Quali saranno gli elementi in gioco nei prossimi 20 anni?
«Sappiamo quale ruolo abbiano l’inquinamento, il fumo di sigaretta e l’obesità nell’insorgenza di diversi tumori. Ora bisogna compiere un salto di qualità, trasformando il bagaglio di conoscenze di cui disponiamo in concrete politiche di sanità pubblica. L’operazione sarà possibile se combineremo i grandi studi di popolazione con le ricerche nel campo della genomica e, in modo più esteso, nella medicina di precisione. Così osserveremo l’evoluzione delle malattie a livello di popolazione e risponderemo colpo su colpo: con diagnosi e terapie sempre più sagomate su ogni paziente».
Ma in Italia la ricerca si porta avanti con fondi troppo esigui e gli studi epidemiologi non rappresentano una priorità per le case farmaceutiche: è possibile rimediare?
«Gli studi epidemiologici devono essere una prerogativa delle università e dei centri di ricerca.
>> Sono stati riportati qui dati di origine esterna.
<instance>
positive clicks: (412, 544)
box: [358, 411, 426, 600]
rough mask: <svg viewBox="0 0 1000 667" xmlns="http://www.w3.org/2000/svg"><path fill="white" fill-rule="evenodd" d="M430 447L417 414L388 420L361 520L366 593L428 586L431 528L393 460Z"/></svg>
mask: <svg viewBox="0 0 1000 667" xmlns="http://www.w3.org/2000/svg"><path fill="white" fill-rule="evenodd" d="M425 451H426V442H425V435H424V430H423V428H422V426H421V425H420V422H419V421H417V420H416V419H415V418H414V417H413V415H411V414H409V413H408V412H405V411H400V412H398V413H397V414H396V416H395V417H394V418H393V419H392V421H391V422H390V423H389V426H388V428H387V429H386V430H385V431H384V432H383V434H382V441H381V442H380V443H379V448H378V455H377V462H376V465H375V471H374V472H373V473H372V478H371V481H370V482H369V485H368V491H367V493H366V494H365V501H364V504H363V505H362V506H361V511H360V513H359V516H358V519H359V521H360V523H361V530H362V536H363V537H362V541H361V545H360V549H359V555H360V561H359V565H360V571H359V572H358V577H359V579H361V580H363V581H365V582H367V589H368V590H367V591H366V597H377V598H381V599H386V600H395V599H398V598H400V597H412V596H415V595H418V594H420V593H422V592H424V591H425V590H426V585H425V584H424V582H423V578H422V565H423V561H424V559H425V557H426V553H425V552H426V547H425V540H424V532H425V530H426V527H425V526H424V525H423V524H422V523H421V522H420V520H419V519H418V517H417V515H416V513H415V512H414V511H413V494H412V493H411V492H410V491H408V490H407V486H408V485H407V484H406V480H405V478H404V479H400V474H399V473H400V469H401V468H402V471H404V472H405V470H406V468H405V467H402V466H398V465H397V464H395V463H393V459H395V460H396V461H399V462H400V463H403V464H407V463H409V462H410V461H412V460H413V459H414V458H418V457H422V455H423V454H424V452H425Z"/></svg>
Il sostegno può arrivare dai fondi nazionali, purché la distribuzione avvenga su base competitiva e non a pioggia. Meglio si lavora, maggiori sono le risorse di cui si dispone: così è più facile attirare anche gli investimenti dei privati».
Come tradurre nella pratica le conoscenze mediche?
«È la società che deve fare uno sforzo per incentivare il consumo di alimenti più salutari, rivedere i sussidi alla produzione agricola e incentivare il trasporto sostenibile e l’attività fisica. La prevenzione primaria non è questione medica, ma sociale. Smontiamo l’idea che, siccome si vive una volta sola, si possa mangiare, consumare alcolici e fumare senza porsi dei limiti. La vita da ammalati è di una noia mortale».